Other factors that usually confound estimates taken from incidence data include the assumed number of cell lineages at risk and calendar year effects. Happily, the comparative nature of this study eliminates any sensitivity to the assumed number of lineages. It remains to be shown that the estimate is also robust under age-related changes in cell number. Calendar year effects are mild for bowel cancer before the 1980s7 and are unlikely to have a significant effect. Finally, a difficult problem, when modeling incidence data, is to decide how long it takes for a cancer to be detected once it has come into existence.23 In this study, the FAP data are used to estimate the time taken for an APC^+/− cell lineage to mutate into a cancer and present clinically. Assumptions about how this time is split between tumor formation and tumor progression are not required.
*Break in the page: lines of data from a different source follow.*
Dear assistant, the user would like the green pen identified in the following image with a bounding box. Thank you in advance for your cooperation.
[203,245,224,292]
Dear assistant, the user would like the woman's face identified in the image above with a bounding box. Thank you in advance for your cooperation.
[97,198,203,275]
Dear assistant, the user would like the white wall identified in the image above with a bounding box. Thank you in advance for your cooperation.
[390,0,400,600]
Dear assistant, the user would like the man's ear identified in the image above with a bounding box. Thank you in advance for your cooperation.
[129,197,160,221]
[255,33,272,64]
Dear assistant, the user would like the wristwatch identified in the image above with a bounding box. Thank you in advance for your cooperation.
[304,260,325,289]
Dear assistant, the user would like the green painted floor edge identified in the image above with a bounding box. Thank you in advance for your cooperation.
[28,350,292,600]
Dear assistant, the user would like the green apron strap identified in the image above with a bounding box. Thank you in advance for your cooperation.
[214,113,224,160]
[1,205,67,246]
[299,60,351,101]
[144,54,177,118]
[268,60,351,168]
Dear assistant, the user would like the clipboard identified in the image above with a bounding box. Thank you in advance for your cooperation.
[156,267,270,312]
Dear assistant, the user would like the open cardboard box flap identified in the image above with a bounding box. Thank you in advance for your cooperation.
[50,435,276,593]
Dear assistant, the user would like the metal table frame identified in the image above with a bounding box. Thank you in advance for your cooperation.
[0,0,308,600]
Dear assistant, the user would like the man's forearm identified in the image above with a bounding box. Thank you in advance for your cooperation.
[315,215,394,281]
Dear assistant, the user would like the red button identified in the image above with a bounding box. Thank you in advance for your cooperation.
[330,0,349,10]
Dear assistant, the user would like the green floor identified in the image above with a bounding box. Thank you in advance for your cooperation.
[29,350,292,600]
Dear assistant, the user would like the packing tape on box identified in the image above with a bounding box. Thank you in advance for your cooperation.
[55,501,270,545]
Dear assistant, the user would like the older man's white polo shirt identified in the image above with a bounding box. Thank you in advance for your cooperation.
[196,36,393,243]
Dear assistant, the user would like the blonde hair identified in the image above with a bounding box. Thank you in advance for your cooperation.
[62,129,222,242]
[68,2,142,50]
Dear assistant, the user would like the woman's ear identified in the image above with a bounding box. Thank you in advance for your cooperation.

Given a small set of fairly conservative assumptions regarding sporadic colon cancer and its relationship to FAP, incidence data on the two diseases imply that the rate of truncating and disease-causing APC mutation is of order 10⁻⁵ mutations per allele per year. This estimate, although higher than previous estimates, seems to be consistent with the mutational spectrum of APC. Furthermore, the estimate neither requires accurate determination of the number of target cells in the colon nor depends on assumptions about time spans between the appearance of a cancer and its detection clinically. The quality of fit provided by the model supports the theory that FAP and sporadic bowel cancer follow the same genetic pathway and are separated by only one mutation.